As he sits in the waiting room surrounded by kids bending spoons he suddenly appears uncertain, inexperienced and bemused. What the prophet says to him only adds to his confusion. It appears the path of his destiny is not as clear as he thought it would be after meeting the Oracle.
If the focus of The Matrix is the self-discovery of the chosen one through a vague Oracle, the focus of the Bible is rather a decisive Oracle declaring great promises to chosen people. In Book 16 of the City of God Augustine traces the separation of the people of God from the people of the earthly city – beginning in Adam, to Noah and then Abraham and his descendants.
Augustine compares this period to “the boyhood of this race of God’s people from Noah down to Abraham himself. As the people of God began to be identified from their kin:
When we are studying the people of Christ, in whom the City of God is on pilgrimage in this world, if we look for the physical ancestry of Christ in the descendants of Abraham, we discount the sons of his concubines, and Isaac presents himself. If we look in the descendants of Isaac, we set aside Esau, and Jacob presents himself, who is also Israel.
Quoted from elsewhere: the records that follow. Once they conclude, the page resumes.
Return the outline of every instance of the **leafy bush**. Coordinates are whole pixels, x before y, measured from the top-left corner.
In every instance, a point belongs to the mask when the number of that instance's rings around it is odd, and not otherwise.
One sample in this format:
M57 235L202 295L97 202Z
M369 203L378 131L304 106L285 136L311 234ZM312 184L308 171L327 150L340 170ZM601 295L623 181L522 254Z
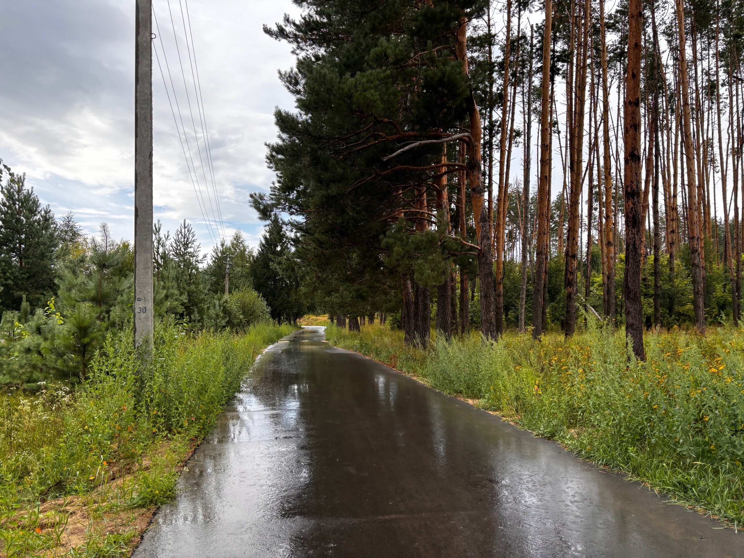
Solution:
M31 501L84 493L112 462L135 462L164 440L201 438L255 358L292 330L261 324L241 336L192 335L161 325L150 367L131 332L109 335L77 390L12 388L0 400L0 486L16 483L16 496Z
M271 310L263 298L250 287L235 291L225 297L228 326L242 331L261 322L271 321Z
If we examine the descendants of Israel himself, we set aside others, and Judah presents himself, because it was from the tribe of Judah that Christ was born.
XVI.41
So we see this sifting of a family from among a people, of a brother from his siblings, and the younger being favoured over the older. To each is given precious promises of land, a people and prosperity.
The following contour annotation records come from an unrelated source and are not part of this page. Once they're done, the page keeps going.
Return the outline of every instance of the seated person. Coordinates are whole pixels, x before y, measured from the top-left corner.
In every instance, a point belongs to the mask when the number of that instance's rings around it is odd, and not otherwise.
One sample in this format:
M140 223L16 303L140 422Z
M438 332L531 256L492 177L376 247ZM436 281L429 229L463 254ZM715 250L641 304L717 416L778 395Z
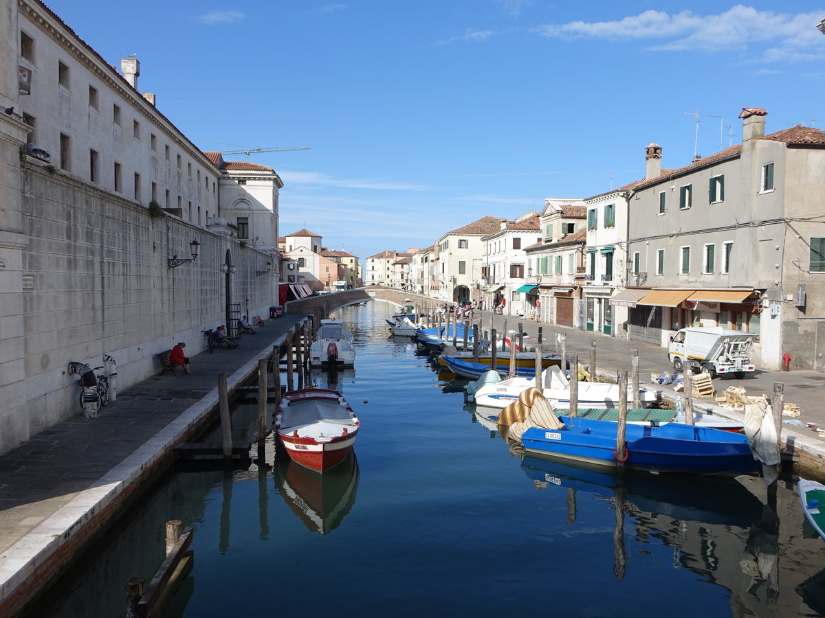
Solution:
M192 371L189 368L189 358L183 353L183 349L186 347L185 343L178 342L177 345L172 349L172 353L169 354L169 363L182 367L186 373L191 373Z
M214 340L219 344L224 341L233 348L238 345L238 342L226 334L226 326L223 324L214 330Z
M241 333L249 333L250 335L257 335L250 325L249 321L247 320L247 316L244 316L241 318Z

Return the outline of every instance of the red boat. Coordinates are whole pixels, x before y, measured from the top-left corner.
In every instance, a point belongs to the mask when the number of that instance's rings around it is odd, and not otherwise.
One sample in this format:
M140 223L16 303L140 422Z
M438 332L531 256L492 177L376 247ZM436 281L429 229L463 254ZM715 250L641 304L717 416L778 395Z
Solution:
M337 391L290 391L275 414L275 429L290 458L323 472L350 454L361 421Z

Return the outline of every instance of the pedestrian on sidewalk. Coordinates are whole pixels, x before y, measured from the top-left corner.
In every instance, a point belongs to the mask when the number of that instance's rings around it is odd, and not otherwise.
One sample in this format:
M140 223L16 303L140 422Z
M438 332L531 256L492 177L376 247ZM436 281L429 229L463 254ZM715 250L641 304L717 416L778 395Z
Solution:
M189 357L183 353L183 349L186 347L185 343L178 341L177 345L172 349L172 353L169 354L169 363L172 366L182 367L186 373L191 373L192 370L189 368Z

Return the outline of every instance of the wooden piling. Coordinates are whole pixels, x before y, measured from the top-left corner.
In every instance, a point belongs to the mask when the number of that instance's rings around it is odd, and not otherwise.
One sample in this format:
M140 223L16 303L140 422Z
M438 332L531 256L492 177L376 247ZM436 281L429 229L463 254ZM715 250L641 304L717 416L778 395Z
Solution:
M685 387L685 424L693 424L693 372L691 368L685 368L685 373L681 378Z
M590 382L595 382L596 379L596 339L590 344Z
M267 378L266 359L262 358L258 361L258 434L255 442L259 447L263 446L266 438L266 396L267 396Z
M232 421L229 419L229 396L226 391L226 376L218 374L218 407L220 410L220 433L224 443L224 463L232 461Z
M625 469L625 461L627 459L627 444L625 435L627 432L627 369L619 372L619 426L616 428L616 450L614 453L616 467Z
M568 415L578 415L578 354L570 354L570 411Z
M639 394L640 387L639 382L639 350L634 348L630 350L630 372L631 372L631 388L633 389L633 409L639 410L642 407L642 398Z
M286 331L286 391L290 392L295 390L293 385L295 380L292 376L292 330Z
Only in King David did this come to fruition, for “David marks the beginning of an epoch and with him there is what maybe called the start of manhood of God’s people, since we may regard the period from Abraham to David as the adolescence of the race”.
What strikes me about looking at these passages through Augustine’s eyes is the deliberate detail that he picks up in the ancient record. At one point he points out that the line from Adam to Noah to Abraham “does not include anyone without a statement of the number of years he lived”. God took effort to ensure there is an accurate and detailed history of the early growth of the City of God – names, ages, locations, promises and answers are all given in detail.
Looking back from thousands of years later, during what we might call the “setting sun” stage of our growth, it’s comforting to rest on the certainty of fulfilled promises from the original Oracle, and observe the global inheritance of Abraham now being displayed for all to see. There is no counting of the number of believers alive today – millions around the world who shine like the stars in heaven.
“He took him outside and said, “Look up at the sky and count the stars—if indeed you can count them.” Then he said to him, “So shall your offspring be.”” Genesis 15:5. Abraham believed the clear message of the original Oracle – the true hallmark of all those citizens of the heavenly kingdom who would follow in his footsteps down through the ages.